If the experience of other nations is any guide, changes in society and forms of government result from an evolutionary process. Evolution requires patience. It also demands acceptance of the past as an integral part of the present. Thus, every successful country has built its political system in stages. At every stage, the gains of the past were carried forward to the future and mistakes were treated as lessons. There was no denial of history. Even sordid chapters and unhappy events were duly acknowledged.
Almost every nation currently marching along the road of success and prosperity accepts its past and builds its future upon that past. In Pakistan, however, there is a tendency to deny the past. Every change of government is described as a revolution and every ruler spends a great deal of time and energy denying that anything good ever happened before him. Moreover, supporters of every ‘revolutionary’ leader also buy in into the narrative that their leader represents good (‘Haqq’) and his or her opponents are nothing but evil (‘baatil.’)

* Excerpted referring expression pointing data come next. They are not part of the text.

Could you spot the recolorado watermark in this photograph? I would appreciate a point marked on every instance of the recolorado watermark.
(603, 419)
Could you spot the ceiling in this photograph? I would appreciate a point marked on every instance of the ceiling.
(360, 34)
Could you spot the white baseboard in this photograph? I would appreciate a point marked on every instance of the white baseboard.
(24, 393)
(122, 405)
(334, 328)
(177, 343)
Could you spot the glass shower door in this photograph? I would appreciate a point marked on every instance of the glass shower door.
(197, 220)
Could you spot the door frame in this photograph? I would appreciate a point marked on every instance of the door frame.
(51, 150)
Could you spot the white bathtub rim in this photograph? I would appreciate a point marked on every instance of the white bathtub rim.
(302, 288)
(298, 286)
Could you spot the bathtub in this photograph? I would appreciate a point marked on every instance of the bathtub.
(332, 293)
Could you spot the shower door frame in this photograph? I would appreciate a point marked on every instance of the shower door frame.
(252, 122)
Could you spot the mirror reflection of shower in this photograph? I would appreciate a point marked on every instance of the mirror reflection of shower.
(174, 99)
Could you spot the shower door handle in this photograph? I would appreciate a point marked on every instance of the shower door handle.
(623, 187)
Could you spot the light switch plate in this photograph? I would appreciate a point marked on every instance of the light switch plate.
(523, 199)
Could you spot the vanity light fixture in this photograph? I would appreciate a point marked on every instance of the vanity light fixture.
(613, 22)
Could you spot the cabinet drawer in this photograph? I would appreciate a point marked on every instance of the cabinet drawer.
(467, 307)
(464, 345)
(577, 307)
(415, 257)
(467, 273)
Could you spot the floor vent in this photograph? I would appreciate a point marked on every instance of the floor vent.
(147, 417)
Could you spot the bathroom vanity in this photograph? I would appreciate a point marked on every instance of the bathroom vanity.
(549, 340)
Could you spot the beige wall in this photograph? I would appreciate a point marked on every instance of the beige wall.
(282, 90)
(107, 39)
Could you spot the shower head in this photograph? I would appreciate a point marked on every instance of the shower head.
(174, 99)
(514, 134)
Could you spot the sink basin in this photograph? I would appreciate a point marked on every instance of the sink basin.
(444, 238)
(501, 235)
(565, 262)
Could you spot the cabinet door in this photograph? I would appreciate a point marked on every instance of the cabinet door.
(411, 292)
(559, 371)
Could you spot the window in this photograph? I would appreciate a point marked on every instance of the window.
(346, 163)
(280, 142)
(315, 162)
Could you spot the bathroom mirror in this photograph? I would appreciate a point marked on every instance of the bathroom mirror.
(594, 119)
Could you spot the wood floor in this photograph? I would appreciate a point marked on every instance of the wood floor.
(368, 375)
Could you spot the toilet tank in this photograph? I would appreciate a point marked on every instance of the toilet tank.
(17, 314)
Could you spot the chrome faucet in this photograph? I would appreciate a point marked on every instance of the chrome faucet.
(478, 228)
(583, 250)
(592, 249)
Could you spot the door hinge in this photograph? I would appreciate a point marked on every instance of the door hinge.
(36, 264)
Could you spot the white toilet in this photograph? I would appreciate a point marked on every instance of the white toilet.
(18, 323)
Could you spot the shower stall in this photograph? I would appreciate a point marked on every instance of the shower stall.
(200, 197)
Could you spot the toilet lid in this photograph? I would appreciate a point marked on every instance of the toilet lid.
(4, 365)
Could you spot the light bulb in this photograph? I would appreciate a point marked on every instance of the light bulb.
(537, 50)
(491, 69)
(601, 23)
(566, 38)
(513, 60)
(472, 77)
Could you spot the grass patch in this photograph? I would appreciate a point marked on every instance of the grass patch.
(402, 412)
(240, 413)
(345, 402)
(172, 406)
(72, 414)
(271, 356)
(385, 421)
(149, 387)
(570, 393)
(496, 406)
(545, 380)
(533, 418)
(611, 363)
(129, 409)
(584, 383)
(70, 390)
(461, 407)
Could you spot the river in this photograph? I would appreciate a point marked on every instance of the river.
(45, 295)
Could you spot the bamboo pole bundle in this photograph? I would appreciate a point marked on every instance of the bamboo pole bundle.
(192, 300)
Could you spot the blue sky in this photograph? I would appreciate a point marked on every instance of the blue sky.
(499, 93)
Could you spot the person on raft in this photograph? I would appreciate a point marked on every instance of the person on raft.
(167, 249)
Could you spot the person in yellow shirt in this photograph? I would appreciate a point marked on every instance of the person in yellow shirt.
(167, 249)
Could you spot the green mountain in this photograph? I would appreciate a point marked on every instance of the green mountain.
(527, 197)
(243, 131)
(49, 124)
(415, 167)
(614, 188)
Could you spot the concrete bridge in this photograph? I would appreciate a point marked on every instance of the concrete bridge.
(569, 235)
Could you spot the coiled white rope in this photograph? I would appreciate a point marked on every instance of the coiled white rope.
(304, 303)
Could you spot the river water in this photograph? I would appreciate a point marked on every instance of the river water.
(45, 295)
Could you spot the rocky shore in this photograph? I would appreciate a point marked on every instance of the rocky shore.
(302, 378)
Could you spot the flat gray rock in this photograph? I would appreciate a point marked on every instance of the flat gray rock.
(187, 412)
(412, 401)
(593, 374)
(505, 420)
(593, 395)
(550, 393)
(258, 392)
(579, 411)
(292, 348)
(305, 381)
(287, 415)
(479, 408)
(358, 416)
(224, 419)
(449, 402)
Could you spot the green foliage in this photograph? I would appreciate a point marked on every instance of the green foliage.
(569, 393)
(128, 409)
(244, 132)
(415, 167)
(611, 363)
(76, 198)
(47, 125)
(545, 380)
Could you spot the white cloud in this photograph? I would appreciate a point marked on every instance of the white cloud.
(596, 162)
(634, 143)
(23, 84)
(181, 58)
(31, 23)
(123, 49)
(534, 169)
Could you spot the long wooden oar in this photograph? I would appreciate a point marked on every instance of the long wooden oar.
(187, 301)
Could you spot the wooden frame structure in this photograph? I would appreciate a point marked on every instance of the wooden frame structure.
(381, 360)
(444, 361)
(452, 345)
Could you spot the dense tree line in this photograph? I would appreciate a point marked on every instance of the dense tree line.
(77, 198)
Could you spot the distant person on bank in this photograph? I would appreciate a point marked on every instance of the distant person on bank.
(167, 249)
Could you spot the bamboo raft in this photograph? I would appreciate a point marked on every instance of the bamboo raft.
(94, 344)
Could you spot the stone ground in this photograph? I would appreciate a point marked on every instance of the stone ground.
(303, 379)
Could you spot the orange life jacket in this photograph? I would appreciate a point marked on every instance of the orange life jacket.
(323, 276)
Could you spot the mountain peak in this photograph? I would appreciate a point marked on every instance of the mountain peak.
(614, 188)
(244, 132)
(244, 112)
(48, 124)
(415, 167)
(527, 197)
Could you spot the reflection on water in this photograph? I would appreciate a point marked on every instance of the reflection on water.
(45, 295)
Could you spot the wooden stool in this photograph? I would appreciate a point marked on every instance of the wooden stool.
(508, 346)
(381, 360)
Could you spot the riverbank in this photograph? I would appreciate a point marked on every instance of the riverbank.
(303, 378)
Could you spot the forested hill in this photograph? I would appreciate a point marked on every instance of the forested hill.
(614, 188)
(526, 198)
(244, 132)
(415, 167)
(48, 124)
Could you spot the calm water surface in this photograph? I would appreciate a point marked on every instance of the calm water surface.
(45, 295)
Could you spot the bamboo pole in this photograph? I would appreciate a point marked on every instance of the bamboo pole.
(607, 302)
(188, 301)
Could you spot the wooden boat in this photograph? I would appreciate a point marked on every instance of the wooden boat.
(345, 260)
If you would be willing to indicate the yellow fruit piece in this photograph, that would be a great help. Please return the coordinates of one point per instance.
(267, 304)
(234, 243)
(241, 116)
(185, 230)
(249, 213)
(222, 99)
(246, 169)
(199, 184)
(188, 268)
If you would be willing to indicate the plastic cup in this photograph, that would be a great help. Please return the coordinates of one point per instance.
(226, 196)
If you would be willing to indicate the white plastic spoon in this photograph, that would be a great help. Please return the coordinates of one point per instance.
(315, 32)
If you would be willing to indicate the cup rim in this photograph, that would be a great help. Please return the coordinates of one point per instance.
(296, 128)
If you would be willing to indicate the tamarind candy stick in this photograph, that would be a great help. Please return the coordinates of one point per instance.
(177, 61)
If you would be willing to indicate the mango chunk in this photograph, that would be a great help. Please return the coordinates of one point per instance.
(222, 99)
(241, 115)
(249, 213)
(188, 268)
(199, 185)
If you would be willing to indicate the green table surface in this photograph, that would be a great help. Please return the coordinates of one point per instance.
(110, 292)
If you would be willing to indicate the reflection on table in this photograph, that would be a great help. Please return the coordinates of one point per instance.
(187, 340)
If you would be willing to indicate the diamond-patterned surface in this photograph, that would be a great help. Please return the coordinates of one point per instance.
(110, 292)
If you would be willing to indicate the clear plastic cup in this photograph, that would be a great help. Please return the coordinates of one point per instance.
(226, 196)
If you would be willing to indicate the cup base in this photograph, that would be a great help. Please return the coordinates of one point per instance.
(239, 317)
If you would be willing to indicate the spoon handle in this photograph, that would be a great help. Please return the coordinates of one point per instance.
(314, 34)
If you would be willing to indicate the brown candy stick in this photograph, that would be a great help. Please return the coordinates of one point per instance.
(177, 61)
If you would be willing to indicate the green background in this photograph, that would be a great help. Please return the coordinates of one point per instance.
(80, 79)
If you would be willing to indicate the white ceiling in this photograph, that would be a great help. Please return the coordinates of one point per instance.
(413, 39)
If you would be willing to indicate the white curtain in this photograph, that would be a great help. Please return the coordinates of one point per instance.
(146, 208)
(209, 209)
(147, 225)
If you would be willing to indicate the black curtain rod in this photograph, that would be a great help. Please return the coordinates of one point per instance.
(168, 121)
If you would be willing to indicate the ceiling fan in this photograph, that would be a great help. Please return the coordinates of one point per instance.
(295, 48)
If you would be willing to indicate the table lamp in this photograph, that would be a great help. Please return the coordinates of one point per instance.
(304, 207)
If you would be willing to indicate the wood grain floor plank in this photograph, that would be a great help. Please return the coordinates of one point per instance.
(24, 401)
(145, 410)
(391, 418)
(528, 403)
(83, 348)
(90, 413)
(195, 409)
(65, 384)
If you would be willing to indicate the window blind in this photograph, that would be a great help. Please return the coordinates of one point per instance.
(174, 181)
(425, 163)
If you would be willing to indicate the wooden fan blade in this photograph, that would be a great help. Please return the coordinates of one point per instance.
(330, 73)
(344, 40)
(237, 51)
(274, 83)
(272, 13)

But politics is a process, not a one-time event, and the Haqq versus Baatil paradigm does not help modern nations evolve. In the United States every president, whatever his faults or accomplishments, is remembered officially. France honours all its past leaders though some of them had many failings. India builds a memorial to every dead prime minister. Rajiv Gandhi received the honour even though the investigation relating to the Bofors deal during his period in power continued.
Egypt gives due respect to Jamal Abdel Nasser and Anwar Sadat despite having left the political legacy of one and the economic policies of the other far behind. Arab monarchies do not delegitimize past rulers to honour current ones. There is a great advantage in seeing the past as the starting point of the future. But Pakistan’s fascination with revolution, with ‘hanging 5000 people and starting afresh’ as some people describe it, creates upheaval every few years, without any long-term gain.
For Pakistanis, the past is just a dirty secret that should be confined to a closet. We do not like talking about the good and the bad of Ghulam Muhammad, Iskander Mirza, and Yahya Khan. Similarly, Ayub Khan, Zulfikar Ali Bhutto, and Ziaul Haq receive little mention except from their family members (who only praise them) despite having presided over our destiny for long periods of time. Each one of Pakistan’s recent rulers has ended up being hauled in courts of law by their rivals.
It is fashionable to say that Pakistan has been ruined by its ‘leadership crisis’. In reality, Pakistan has had nothing but a perpetual ‘tolerance crisis’. Pakistanis tend not to tolerate the alternative point of view nor is there a desire to recognize even the right of existence of opponents. All those who gain support by calling their predecessors ‘crooks and looters’ continue their projects and policies. But they do not have the moral courage to admit that continuity is an essential feature of governance.
The Pakistani culture of governance (if it can be called that) revolves around absolute power. It requires creation of the illusion of change even in areas where change is neither desirable nor possible. Pakistan needs effective constitutional checks and balances. Its political parties need to start electing their officials and practising intra-party democracy.
Pakistan’s judiciary needs to get out of seeking media attention and praise through political meddling. The independence of the civil services needs to be guaranteed alongside an end of the civil-military imbalance. But all that can be achieved only through dialogue and compromise, not through threats of revolution or unleashing of angry supporters.
Nothing will be gained by constantly trying to re-invent the political wheel. Far too many times, everything has been put on hold to erase the political existence of a predecessor. That must stop if a functioning political system is to emerge. Instead of denying and erasing the past, Pakistan would be better served if the past is accepted, and the future is built in light of lessons learned from it.